Seria tu guardaespaldas a escondidas tuyas. Seria tu sombra sin que tú sospecharas. Seria tu orgullo de promesa cumplida cuando en realidad solo había un acuerdo vació. Dar por dar. No había sentimientos de por medio. Fuiste mi amigo. Ahora eras mi obligación.
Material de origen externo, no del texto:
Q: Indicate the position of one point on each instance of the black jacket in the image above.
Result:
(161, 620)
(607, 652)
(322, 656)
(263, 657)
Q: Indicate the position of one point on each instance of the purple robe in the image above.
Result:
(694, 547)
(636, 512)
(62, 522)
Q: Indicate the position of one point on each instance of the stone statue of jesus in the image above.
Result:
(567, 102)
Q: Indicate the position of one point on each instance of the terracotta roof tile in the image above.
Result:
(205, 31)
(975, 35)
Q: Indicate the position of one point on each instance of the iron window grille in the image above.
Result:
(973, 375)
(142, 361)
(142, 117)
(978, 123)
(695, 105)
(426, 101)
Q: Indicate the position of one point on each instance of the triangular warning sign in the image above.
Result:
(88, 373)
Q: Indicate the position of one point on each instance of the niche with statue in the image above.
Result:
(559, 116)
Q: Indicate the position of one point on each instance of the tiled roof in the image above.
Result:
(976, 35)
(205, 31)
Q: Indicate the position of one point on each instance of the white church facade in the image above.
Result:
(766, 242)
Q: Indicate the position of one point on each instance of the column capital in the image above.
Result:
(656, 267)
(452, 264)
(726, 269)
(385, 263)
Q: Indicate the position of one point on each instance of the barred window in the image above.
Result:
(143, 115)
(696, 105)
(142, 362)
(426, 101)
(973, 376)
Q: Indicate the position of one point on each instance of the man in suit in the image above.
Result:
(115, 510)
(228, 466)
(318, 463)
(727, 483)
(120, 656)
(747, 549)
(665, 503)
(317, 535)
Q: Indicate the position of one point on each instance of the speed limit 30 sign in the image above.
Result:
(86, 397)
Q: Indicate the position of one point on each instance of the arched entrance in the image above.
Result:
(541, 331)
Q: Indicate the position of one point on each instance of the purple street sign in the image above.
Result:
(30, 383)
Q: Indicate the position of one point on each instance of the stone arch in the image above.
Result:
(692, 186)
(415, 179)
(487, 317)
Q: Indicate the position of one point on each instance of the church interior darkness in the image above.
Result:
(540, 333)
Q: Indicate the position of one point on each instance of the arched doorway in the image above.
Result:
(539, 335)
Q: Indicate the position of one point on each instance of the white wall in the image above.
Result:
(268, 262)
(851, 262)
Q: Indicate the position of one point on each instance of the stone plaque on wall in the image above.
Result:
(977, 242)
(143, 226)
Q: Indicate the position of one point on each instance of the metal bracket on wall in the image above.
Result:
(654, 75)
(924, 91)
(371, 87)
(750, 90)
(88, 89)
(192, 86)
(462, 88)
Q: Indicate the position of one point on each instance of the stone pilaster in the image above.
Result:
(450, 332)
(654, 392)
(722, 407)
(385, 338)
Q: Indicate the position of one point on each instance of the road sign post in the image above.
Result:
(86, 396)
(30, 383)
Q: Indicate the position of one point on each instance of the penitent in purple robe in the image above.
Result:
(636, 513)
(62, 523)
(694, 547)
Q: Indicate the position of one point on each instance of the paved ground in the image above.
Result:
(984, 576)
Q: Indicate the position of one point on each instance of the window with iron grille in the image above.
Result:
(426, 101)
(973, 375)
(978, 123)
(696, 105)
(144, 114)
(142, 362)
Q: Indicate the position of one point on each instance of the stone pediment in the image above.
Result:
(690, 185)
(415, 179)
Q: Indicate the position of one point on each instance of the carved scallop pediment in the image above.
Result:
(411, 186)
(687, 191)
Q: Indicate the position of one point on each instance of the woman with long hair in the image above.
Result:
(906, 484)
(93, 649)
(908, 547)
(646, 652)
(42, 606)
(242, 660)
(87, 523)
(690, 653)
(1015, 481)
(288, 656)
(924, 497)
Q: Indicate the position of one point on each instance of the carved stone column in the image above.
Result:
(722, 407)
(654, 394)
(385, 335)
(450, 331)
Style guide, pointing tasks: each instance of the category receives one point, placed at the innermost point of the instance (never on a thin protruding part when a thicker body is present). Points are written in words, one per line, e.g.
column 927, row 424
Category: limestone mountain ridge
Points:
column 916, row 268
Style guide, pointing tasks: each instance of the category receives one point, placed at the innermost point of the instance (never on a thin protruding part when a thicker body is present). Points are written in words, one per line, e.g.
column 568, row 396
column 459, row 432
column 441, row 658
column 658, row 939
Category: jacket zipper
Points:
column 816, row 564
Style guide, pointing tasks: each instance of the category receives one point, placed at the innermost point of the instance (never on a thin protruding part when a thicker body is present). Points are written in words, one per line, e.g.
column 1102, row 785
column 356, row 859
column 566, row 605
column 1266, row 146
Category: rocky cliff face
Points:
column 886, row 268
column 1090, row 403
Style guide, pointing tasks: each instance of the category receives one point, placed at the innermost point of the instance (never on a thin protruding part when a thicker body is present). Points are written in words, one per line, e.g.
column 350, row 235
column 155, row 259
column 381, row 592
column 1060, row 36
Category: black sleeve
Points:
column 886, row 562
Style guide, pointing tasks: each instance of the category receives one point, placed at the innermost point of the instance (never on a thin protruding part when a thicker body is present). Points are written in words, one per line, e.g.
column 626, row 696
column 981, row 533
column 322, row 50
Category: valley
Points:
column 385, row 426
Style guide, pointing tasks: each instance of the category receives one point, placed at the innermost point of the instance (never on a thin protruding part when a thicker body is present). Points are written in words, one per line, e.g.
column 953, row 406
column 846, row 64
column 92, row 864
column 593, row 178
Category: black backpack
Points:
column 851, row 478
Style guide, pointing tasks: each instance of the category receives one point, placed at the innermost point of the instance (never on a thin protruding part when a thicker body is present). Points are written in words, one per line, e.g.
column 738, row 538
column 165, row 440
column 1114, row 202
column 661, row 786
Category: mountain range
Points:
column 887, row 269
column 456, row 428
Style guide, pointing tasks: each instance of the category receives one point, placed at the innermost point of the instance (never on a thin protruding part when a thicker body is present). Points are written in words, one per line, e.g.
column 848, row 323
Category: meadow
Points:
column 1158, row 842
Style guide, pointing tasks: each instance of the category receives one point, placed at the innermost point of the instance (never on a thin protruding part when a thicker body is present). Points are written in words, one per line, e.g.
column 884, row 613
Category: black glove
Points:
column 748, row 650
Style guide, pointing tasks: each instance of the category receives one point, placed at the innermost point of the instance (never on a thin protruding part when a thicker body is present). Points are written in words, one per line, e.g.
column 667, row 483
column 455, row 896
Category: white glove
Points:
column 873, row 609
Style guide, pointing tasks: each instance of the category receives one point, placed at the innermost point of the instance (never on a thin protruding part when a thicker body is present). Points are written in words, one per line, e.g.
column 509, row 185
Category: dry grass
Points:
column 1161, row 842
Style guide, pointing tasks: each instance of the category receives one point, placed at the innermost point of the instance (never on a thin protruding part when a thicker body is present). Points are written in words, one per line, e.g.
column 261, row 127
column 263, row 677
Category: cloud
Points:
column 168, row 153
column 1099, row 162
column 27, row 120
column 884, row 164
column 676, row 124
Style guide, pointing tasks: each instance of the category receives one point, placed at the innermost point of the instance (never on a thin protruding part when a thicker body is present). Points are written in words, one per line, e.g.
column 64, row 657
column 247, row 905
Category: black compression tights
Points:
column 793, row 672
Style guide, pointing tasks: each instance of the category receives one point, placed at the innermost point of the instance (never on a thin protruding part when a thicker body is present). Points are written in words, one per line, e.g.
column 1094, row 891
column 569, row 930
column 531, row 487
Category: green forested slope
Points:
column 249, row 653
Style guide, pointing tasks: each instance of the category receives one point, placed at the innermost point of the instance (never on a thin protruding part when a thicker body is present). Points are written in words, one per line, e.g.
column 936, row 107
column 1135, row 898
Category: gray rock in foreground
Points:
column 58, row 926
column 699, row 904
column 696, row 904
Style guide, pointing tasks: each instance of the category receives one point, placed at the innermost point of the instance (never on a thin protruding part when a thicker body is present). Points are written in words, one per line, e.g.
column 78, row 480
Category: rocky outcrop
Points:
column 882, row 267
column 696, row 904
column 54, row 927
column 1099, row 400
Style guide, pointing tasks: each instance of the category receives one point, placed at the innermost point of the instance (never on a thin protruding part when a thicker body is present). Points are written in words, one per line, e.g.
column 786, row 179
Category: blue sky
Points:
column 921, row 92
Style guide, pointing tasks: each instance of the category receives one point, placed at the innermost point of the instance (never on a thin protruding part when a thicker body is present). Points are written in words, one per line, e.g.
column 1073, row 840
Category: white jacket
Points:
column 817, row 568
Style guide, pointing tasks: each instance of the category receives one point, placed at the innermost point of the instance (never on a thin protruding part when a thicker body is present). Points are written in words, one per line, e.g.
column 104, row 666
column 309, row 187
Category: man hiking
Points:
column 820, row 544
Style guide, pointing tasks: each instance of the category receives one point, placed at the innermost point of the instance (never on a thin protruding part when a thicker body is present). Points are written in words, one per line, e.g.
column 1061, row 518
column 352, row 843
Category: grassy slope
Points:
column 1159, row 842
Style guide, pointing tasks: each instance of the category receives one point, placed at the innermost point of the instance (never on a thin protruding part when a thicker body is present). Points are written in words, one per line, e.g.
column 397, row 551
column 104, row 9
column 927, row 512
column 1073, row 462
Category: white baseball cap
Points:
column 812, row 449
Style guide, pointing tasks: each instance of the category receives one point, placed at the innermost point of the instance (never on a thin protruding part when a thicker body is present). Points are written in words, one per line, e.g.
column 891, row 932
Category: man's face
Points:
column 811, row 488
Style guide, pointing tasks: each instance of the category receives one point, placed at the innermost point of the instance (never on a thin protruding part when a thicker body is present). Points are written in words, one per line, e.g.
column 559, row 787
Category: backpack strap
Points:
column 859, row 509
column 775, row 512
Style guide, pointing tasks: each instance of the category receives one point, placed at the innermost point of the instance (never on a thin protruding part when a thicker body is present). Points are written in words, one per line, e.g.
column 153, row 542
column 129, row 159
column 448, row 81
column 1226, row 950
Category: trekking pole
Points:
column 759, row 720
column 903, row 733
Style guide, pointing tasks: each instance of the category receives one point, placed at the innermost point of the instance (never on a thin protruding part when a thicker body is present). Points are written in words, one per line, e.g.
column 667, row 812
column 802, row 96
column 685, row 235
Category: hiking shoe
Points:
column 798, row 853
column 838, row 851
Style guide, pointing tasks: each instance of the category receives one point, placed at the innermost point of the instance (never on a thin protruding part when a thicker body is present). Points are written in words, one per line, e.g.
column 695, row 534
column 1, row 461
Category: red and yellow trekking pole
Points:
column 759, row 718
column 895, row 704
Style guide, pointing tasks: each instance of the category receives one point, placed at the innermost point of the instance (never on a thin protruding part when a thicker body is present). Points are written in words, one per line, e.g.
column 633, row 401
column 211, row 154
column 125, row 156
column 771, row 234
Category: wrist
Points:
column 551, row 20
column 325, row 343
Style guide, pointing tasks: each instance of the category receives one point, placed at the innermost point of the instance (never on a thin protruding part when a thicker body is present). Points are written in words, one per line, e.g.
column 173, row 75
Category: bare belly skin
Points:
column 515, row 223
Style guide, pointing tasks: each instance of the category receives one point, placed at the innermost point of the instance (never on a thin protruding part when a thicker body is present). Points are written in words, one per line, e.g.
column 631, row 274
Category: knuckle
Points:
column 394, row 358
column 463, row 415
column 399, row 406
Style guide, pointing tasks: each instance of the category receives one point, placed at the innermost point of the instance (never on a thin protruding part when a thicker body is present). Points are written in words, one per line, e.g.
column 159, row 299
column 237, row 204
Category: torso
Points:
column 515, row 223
Cuando regresábamos a la aldea me observabas y comentabas muchas cosas a las que no tomaba peso en un vano intento por reprimir esa horrible voz llamada conciencia. La que lloraba porque te dijera la verdad de mi huida. Esa que te llamaba constantemente en esas noches de sueño. Que repetía incesantemente la ultima imagen que tuve de ti en el valle del fin.

Tu ni cuenta de dabas. Hablabas de forma ininterrumpida mientras mis monosílabos eran mi mejor respuesta.

Debí escucharte.

Porque cuando llegamos a la aldea las personas que nos esperaban en la entrada nos recibieron calurosamente. O más bien: te recibieron calurosamente. Y entre ellas había una que te miraba con la misma intensidad que yo cuando te espiaba. Y te acercaste a ella. La abrazaste.

Y la besaste.

Y allí fue cuando me di cuenta de lo que estaba por perder.